Economic losses from hurricane Irma are likely to rise to somewhere within a range from $58 billion to $83 billion, according to Moody’s Analytics, with lost economic output contributing as much as $16 billion given the wide area impacted by the storm.

The estimate of economic loss includes both property damage and lost economic output, although the economic property damage is expected to be lower than from hurricane Harvey.

Hurricane Harvey (estimated at up to $108 billion of economic costs) caused a considerably larger economic loss than Irma, with water driving much more of the costs as flooding covered Texas. Irma, as more of a wind event, is likely to result in a higher impact to the private insurance and reinsurance market.

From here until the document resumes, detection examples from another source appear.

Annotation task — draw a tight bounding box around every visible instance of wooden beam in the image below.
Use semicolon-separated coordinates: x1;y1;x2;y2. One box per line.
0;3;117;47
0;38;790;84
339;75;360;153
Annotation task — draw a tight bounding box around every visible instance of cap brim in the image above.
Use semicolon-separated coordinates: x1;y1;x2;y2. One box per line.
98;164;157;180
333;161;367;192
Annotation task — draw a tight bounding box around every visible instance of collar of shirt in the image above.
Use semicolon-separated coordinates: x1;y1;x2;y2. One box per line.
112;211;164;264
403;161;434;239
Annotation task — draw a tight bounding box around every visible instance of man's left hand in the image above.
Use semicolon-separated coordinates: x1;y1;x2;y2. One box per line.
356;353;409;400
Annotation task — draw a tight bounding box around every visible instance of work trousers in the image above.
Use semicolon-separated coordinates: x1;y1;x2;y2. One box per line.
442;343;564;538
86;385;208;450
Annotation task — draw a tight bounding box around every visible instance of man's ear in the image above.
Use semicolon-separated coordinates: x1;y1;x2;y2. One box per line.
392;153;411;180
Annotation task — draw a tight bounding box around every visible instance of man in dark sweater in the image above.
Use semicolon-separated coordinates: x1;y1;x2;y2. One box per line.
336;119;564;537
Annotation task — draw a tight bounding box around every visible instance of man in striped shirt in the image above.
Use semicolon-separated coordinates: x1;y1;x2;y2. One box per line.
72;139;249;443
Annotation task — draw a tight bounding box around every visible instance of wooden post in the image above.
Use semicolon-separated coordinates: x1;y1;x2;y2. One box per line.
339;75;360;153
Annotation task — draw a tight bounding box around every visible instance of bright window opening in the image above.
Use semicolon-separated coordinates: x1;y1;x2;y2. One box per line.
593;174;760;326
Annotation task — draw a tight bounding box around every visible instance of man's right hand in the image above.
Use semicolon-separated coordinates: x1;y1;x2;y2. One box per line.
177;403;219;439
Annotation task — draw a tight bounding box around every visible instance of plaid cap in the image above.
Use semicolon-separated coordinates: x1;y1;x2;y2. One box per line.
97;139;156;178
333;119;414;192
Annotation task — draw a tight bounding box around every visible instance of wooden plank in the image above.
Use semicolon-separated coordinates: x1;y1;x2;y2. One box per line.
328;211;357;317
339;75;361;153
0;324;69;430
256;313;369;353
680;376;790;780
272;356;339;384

Irma will also be more of a reinsurance than insurance event, it is assumed, with retentions lower in Florida.

Irma Harvey economic loss

Moody’s Analytics said that hurricane Irma will be, “Among the costlier natural disasters in recent history but likely behind Harvey and Superstorm Sandy.”

Insurance and reinsurance industry losses from hurricane Irma are anticipated to be in a range from $20 billion to $40 billion by risk modeller AIR Worldwide.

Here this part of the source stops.